There are relatively minor changes for the new model year too. The whole lineup now has a 12-inch infotainment screen, Badlands models get a powder-coated heavy-duty bumper, and the Bronco Raptor has a new Code Orange package.
There is an asterisk to the price changes in the form of the Bronco Big Bend. The pricing for the now-base-level Bronco doesn’t change and runs $41,025 including $1,895 in destination fees. For now, it still comes standard with the seven-speed manual transmission and 2.0-liter four-cylinder motor. It’ll run you $1,995 to step up to the 10-speed/V6 combo. As ever, the pricey Sasquatch package is available for $8,660. Black Diamond pricing comes up to $44,525 from $42,545. The Heritage Edition is Ford’s retro take on the Bronco and is also more pricey ($49,750 vs. the $46,100 it was last year).

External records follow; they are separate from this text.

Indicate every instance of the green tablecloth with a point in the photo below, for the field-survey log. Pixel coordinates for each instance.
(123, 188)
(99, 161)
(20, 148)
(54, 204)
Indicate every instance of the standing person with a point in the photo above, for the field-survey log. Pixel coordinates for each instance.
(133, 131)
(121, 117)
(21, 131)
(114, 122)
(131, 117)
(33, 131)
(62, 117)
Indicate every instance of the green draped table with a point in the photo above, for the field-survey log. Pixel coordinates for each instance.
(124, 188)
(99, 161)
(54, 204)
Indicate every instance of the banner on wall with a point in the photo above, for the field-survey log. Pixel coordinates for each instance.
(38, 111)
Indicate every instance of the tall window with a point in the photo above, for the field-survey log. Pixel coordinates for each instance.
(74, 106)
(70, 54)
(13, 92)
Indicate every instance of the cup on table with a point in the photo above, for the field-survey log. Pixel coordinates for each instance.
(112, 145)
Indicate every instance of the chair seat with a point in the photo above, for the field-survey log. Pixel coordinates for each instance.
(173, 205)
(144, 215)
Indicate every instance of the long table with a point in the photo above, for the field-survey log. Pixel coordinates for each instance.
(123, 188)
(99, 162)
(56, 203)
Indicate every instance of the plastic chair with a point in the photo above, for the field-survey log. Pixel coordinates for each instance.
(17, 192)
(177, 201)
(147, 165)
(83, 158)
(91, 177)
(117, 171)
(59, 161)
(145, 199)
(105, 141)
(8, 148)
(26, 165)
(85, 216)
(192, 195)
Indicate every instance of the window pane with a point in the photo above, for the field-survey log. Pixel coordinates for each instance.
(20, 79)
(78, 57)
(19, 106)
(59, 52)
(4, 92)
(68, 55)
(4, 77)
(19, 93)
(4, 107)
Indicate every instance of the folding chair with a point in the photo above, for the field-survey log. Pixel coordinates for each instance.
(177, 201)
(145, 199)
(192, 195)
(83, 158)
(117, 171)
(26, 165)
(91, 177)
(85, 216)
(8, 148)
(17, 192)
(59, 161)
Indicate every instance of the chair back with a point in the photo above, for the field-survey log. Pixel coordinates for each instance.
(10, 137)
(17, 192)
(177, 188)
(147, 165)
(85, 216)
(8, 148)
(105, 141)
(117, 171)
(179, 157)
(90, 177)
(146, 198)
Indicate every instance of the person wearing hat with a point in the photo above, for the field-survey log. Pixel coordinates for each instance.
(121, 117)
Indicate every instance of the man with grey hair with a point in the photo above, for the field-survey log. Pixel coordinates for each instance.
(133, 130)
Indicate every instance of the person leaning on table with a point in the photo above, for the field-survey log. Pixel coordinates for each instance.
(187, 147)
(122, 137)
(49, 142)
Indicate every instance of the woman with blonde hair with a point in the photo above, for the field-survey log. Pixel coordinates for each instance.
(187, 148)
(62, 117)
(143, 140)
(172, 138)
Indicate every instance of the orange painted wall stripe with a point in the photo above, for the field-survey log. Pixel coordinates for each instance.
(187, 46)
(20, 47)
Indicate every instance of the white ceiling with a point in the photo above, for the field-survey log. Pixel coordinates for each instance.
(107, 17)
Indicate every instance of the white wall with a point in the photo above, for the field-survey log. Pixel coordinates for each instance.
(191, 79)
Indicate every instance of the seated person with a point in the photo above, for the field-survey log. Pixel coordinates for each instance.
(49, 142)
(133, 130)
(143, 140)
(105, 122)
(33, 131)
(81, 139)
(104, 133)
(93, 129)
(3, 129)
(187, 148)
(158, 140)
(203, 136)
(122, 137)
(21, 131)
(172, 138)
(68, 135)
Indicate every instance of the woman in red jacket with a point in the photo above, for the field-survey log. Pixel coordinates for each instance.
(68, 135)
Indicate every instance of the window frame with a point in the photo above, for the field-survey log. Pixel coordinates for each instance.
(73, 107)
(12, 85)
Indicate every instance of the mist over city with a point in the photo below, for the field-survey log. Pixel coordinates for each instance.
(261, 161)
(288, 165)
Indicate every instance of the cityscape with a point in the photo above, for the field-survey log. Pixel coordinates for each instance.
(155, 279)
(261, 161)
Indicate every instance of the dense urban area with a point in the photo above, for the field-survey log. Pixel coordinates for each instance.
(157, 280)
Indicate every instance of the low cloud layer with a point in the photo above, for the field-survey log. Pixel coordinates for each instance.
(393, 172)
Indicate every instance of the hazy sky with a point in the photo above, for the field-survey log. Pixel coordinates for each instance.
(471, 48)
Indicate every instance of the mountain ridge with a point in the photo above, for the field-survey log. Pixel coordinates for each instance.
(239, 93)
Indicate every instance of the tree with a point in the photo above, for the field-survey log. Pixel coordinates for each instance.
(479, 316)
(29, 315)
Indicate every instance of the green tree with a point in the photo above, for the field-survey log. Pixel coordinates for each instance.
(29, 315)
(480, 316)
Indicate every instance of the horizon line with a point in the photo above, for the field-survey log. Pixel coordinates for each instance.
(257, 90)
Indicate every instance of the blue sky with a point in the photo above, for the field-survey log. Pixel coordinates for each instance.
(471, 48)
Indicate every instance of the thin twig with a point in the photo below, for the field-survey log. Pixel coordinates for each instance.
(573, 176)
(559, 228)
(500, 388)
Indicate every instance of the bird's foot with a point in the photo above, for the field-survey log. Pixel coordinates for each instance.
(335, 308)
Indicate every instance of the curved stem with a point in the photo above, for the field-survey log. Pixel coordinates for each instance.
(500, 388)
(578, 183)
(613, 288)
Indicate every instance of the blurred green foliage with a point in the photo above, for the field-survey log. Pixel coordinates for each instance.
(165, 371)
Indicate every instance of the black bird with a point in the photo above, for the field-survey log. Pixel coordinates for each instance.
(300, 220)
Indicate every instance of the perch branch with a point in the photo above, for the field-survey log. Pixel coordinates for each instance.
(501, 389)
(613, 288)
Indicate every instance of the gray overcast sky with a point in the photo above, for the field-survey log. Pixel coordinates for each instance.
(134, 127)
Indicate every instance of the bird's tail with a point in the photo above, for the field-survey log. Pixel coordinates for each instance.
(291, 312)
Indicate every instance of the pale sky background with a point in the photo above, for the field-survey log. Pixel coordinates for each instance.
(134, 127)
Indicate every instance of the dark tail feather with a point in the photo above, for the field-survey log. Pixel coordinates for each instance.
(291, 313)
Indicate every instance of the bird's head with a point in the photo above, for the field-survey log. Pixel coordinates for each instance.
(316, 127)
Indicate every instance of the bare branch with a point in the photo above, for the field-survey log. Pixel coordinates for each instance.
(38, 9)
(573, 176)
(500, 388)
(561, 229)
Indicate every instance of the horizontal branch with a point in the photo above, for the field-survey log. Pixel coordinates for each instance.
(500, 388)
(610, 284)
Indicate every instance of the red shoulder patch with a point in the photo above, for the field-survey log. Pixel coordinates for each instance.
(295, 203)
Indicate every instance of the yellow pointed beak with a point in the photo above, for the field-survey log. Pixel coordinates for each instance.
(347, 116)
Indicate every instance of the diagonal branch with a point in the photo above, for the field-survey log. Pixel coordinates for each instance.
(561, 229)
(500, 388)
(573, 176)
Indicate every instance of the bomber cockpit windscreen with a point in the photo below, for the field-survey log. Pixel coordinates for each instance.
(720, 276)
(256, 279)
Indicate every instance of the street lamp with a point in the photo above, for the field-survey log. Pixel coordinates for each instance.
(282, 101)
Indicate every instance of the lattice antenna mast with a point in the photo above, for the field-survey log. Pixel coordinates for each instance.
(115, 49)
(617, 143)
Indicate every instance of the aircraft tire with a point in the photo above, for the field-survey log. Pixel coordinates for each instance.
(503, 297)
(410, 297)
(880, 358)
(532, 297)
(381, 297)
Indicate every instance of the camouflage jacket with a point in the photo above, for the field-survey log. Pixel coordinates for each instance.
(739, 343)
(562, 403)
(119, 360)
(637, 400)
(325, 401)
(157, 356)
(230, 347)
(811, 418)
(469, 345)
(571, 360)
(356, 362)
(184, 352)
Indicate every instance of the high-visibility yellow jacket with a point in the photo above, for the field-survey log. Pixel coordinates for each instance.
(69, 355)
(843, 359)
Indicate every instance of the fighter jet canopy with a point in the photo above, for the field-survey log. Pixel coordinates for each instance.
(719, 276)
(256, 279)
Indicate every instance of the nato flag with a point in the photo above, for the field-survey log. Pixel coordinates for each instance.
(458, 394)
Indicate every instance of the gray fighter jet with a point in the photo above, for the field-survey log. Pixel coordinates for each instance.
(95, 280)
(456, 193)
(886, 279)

Outer Banks, Badlands and Everglades models are all more expensive too. These are now priced at $49,835, $51,290, and $57,415, respectively. All prices are at least $900 more than last year. To boot, the upper rungs of the lineup, the Wildtrak ($61,920), Heritage Limited Edition ($71,580) and Bronco Raptor ($91,730) are all more expensive too. Meanwhile, Jeep’s Wrangler is now a cheaper, much more readily available option. For reference, the 2023 lineup spans from $32,990 to $84,290 including destination.
The decision to slim the Bronco lineup and raise prices is a frustrating if logical choice. Ford sells Broncos quicker than it can produce them, and the laws of supply and demand mean Ford can raise prices as it sees fit — so long as demand remains high and supply remains low. How long the Bronco fever lasts, however, remains to be seen.